At the closing ceremonies of the 1980 Winter Olympics, a dancer and choreographer named Moses Pendleton created and performed a piece he called Momix. At the time, Pendleton was with Pilobolus, a dance collective he co-founded as a college student in New England.
Pendleton soon went on to found his own company and, almost four decades later, MOMIX is one of the most established names in American modern dance. I spoke with Cathy Levy, NAC Dance Executive Producer, about the upcoming performance of MOMIX’s Opus Cactus.
Apt613: This is the second time you’ve presented MOMIX as part of the NAC Dance season – the first was in 2011. What is it about the dance company that appeals to you?
Cathy Levy: After presenting MOMIX in 2011, my colleagues at the NAC kept stopping me in the hallway and asking, “When are you going to bring MOMIX back?”
There is something so fantastically unique about them — no one else is MOMIX. They take you on an incredible journey, using optical illusions, light and sets, to fly, to disappear. It’s a magical experience.
What’s fascinating is that, even though they’ve been doing the same kind of thing for 37 years, it just never gets tired. They operate at such a high level — what they do, they do so extremely well.
Tell me about the influential role MOMIX has played in the world of dance.
MOMIX was the first to take the dancer in a circus-like direction, bringing in elements of magic and daring. They use the dancer’s body to create illusions, to make work that is unpredictable. The audience is left thinking, “How did they do that?”
The company has influenced generations of performers and choreographers – like Elizabeth Streb, who combines dance with sport, gymnastics and American circus. And we see circus people coming from places like France and Australia, who are now blending dance with circus skills.
MOMIX is often called upon to do film, television and commercials, which is not surprising as their work is so visually striking.
Why did you choose this specific work, Opus Cactus?
Each of MOMIX’s pieces has a particular theme. Opus Cactus is all about the desert and the American Southwest, and I’m attracted to its look and colours. It has a certain aura. It’s fantastically elaborate – as much theatre as dance and circus.
I also like that Opus Cactus is a complete work in and of itself, like Botanica, which we presented here in 2011. And it’s one of MOMIX’s most technically developed works.
MOMIX first created Opus Cactus about 10 years ago, but we didn’t have the opportunity to present it then. When I found out they revived and put a fresh spin on it, I jumped at the opportunity to bring it to Ottawa.
What is your favourite part of Opus Cactus?
I find the firey colours and the images of the desert really beautiful. I love all the animals the dancers represent and how we see them slither across the stage. MOMIX is so good at that kind of illusion.

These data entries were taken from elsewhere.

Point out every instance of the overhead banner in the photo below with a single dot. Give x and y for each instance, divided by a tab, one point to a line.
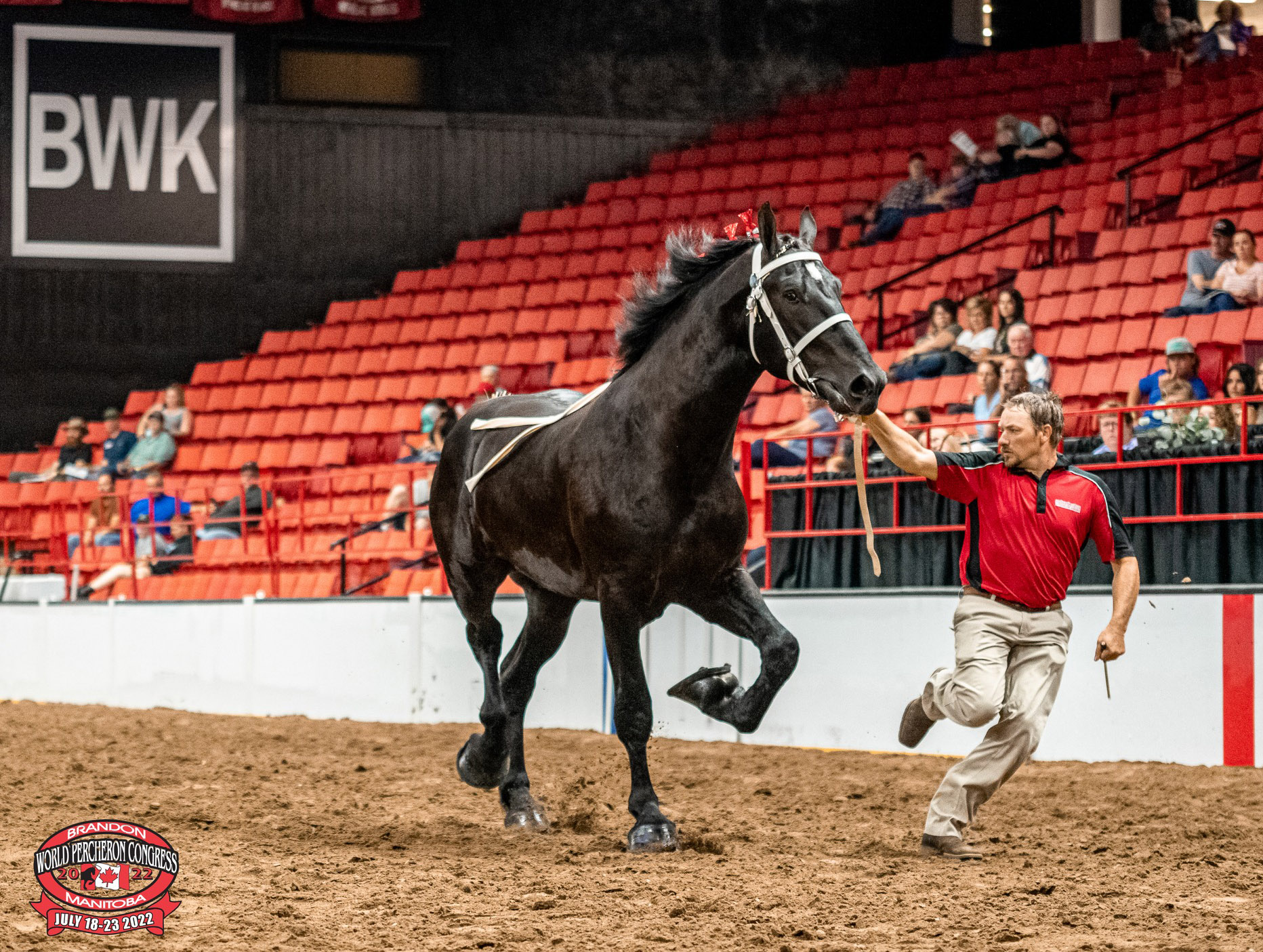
369	10
123	144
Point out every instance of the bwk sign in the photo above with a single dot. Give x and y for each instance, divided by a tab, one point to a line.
123	144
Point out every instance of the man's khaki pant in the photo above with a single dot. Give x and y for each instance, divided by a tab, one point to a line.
1008	662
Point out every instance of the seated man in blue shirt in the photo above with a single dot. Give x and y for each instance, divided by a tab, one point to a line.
158	507
1181	363
118	442
1201	266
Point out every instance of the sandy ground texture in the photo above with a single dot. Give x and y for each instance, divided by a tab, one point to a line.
330	835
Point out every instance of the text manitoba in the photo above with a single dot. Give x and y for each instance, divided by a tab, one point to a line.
134	854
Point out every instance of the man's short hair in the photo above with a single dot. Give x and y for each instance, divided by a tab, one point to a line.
1043	409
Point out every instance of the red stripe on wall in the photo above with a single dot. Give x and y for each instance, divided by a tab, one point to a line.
1239	681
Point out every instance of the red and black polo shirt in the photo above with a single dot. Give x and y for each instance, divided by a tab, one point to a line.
1023	536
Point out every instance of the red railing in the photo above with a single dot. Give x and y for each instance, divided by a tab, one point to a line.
957	425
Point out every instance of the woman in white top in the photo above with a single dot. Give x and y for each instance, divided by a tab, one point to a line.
177	418
978	340
1242	276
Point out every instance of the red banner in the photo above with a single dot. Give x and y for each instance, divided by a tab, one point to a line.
150	918
369	10
249	10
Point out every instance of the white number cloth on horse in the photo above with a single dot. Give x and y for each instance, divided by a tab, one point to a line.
535	423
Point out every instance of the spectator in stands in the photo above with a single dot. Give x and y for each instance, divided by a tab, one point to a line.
1011	136
987	403
957	191
104	518
1241	381
225	520
157	507
1201	267
1011	310
154	554
177	418
1226	38
928	355
397	501
817	418
1039	370
888	215
435	415
489	381
1012	381
1106	425
1181	363
1166	33
153	451
74	460
1050	150
118	442
976	342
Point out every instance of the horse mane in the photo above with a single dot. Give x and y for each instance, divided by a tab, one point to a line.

I’m especially excited to see Opus Cactus staged in our big hall (Southam Hall) with all that colour. It will be amazing to see their work at that scale.
What kind of audience do you think would enjoy Opus Cactus?
I think it’s for people who love a lot of dance, a lot of movement. It’s fun — there are some romantic moments and some humorous moments.
Opus Cactus is a beautiful experience that appeals to any age group. Even young kids will love it. It’s one of those very accessible works that allows anyone to experience the incredible joy of dance.
Opus Cactus is being performed at the National Arts Centre (1 Elgin St) at 8pm on March 12 and 13, 2018. Tickets cost $53–100 online and at the NAC Box Office. $15 Live Rush tickets are available same-day for anyone 13–29 years old.